TUPELO – The federal grant rejected on Tuesday by city leaders who deemed it a dubious, last-minute request by the airport is the same type of grant they have approved nearly every year since 1974.
In most cases, the City Council approved these Federal Aviation Administration grants for airport improvements within two weeks of their offer from the FAA, according to FAA records provided by the Tupelo Regional Airport. In at least nine cases, the council approved the grants within one day, records show.
Tupelo Regional Airport has received nearly $40 million in city-approved FAA grants since 1974 for a host of projects like constructing a traffic control tower, extending the runway, conducting a noise study and renovating its terminal building.
The city’s relationship with FAA grants actually dates back to 1949, when it got its first $30,000 to acquire the land for the airport itself. It got an additional $90,000 in 1950 to construct the runway, taxiway, parking apron and administration building.
The latest grant, offered by the FAA on Aug. 10, would provide $1.85 million for security system improvements, taxiway rehabilitation, concrete apron expansions and a new air-conditioning system.
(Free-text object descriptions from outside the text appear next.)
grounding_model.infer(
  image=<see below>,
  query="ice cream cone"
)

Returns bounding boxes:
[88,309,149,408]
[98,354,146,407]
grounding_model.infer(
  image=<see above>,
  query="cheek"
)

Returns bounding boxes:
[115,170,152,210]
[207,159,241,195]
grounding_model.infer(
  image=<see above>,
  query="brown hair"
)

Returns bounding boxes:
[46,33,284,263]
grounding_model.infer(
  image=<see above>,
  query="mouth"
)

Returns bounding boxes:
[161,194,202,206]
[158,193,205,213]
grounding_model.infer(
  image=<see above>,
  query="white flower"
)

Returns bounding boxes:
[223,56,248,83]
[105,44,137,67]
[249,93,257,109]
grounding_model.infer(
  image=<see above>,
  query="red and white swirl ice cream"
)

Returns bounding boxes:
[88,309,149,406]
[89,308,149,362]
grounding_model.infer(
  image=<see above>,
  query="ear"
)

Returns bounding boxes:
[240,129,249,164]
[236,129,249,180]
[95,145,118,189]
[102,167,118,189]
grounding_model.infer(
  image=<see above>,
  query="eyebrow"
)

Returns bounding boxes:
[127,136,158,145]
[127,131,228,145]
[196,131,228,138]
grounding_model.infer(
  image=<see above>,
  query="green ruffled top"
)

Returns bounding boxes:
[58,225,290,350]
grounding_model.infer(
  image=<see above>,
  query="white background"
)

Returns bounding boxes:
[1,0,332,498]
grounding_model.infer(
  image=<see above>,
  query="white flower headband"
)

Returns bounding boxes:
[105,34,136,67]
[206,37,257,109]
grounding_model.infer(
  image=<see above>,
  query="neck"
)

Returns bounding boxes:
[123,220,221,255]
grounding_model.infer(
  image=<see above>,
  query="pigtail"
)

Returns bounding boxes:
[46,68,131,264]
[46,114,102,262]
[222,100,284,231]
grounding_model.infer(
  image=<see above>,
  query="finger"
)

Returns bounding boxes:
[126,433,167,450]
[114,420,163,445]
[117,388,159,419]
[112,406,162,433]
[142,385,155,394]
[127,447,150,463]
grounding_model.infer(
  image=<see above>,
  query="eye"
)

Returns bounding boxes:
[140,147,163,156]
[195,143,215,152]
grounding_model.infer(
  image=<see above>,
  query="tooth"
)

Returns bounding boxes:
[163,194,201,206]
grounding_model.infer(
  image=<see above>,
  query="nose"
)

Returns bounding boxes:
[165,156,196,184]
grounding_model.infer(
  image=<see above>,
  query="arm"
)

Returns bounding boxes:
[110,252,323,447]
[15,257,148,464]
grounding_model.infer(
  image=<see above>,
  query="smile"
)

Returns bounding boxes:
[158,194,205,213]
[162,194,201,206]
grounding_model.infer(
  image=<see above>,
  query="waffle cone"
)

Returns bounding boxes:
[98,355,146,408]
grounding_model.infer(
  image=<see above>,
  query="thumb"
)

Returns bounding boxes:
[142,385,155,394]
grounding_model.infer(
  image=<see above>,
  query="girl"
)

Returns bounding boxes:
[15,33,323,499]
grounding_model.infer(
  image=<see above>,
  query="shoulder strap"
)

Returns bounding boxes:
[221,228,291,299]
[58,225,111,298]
The city would have paid a 2.5 percent match – $48,854.
Airport Executive Director Josh Abramson had hoped to pair the grant with other state, regional and federal monies either anticipated or already received for other improvements to airport property.
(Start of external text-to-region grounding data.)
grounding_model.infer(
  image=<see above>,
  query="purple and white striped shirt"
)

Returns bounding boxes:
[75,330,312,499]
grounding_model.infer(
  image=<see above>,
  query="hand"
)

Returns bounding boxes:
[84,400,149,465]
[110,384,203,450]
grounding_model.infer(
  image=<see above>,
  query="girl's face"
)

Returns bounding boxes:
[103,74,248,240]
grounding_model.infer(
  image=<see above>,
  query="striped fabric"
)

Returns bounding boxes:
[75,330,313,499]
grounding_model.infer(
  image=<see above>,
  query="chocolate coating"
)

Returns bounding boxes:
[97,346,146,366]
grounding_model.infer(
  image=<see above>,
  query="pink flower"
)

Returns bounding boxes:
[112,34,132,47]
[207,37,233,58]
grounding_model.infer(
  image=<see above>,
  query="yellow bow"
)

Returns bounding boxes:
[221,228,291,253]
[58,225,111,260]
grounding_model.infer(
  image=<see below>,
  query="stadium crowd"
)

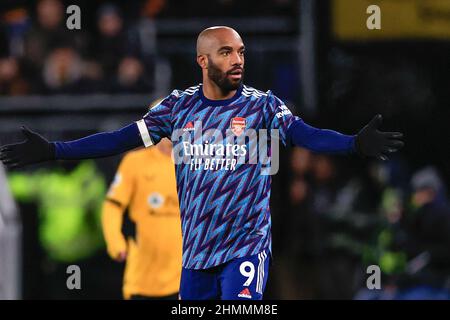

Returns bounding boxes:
[0,0,295,96]
[0,0,164,95]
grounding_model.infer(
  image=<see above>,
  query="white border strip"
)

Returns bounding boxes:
[136,119,153,147]
[257,251,266,294]
[257,253,263,293]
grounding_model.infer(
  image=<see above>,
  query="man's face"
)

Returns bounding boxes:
[207,54,244,92]
[202,30,245,92]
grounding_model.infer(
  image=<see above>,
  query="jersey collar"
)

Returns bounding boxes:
[198,83,243,106]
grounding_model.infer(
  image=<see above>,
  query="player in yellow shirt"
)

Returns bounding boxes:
[101,137,182,299]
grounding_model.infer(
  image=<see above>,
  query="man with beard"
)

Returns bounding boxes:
[0,26,404,300]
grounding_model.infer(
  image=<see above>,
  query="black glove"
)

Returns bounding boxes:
[355,114,404,161]
[0,127,55,169]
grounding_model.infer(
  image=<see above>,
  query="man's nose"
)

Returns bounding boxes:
[231,51,243,66]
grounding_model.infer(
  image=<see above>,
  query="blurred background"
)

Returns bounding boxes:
[0,0,449,299]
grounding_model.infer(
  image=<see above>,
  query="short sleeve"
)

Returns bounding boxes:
[266,92,299,146]
[135,90,179,147]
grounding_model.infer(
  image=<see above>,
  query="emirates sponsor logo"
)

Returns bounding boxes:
[171,121,280,175]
But council members rejected the grant in a 5-2 vote. Ward 1 Councilman Markel Whittington and council President Fred Pitts of Ward 2 were the grant’s sole advocates.
Those who voted against the grant said it was thrust upon them without warning, wasn’t explained to their satisfaction, and would mostly benefit Universal Asset Management, a private company leasing airport property.
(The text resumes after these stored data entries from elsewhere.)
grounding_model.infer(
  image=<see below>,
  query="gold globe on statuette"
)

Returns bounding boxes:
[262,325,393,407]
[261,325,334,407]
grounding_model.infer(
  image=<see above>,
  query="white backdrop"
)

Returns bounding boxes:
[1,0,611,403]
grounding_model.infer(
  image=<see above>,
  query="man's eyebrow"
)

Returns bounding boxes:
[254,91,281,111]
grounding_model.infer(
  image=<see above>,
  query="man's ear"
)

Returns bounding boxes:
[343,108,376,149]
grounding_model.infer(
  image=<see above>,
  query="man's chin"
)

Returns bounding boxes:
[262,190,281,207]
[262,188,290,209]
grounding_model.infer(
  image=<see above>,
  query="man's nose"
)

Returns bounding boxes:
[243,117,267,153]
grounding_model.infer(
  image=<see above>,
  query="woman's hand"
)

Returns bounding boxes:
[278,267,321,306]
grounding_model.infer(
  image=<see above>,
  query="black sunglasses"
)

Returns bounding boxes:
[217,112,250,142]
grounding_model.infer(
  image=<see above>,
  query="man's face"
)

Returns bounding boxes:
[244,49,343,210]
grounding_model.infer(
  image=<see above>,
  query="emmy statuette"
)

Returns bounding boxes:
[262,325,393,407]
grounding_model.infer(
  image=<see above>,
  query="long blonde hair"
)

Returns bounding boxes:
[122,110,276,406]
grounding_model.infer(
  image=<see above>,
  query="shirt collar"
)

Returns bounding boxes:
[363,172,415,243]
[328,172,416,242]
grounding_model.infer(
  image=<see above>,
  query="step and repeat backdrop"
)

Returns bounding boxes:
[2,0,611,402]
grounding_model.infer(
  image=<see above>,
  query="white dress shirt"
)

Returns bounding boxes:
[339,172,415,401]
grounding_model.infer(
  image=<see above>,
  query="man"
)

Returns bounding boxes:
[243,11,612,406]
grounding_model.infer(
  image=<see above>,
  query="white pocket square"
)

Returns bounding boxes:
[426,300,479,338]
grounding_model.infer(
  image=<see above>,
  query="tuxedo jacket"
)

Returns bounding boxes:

“I usually try to support things progressive for the city, but I have reluctantcy supporting this,” said Ward 4 Councilwoman Nettie Davis. “I can’t support this until we get some more clarification on it.”
UAM’s lease agreement with the city and airport requires some improvements to the facility, which had been damaged prior to its arrival by the previous owner: the Mississippi National Guard.
“There is existing damage, but it was never built properly and it’s not safe for airport operations,” Abramson said. “I don’t care who’s over there, you can’t taxi around to the apron without tearing up the airplane because of the drop-off on the taxi lane. This was the condition that this facility was in when the city agreed to buy.”
The city and airport purchased the National Guard’s former Army Aviation Support Facility for $1.8 million five years ago. UAM pays the airport $85,000 annually to lease the facility, which in turn helps pay off the airport’s debt. That annual lease payment eventually will climb to $115,000.
But the existing taxiway and apron damage have rendered some of the leased property inaccessible, forcing UAM to park jets in other areas. At least one council member had complained about this upon rejecting the grant.
Council and airport officials are expected to meet at 4 p.m. Monday to discuss the grant and determine whether enough support exists to hold another vote. If it’s not approved by midnight Monday, the city will lose it for good, said Mayor Jack Reed Jr.
Abramson agreed the grant has a short turnaround from offer to the necessary approval, but he said it always has been that way because of an FAA requirement to use actual bids when requesting the funds.
“I cannot accept the grant based on estimates,” he said. “I can only accept a grant based on bid prices, and you usually can’t hold a contractor in more than 60 days without paying a premium.”
The airport held bid openings earlier this summer and selected contractors for the project before submitting its application to the FAA on July 30. The FAA offered Tupelo the grant 11 days later. It was up for a council vote 10 days after that.
“Everything,” Abramson said, “is last minute with the FAA.”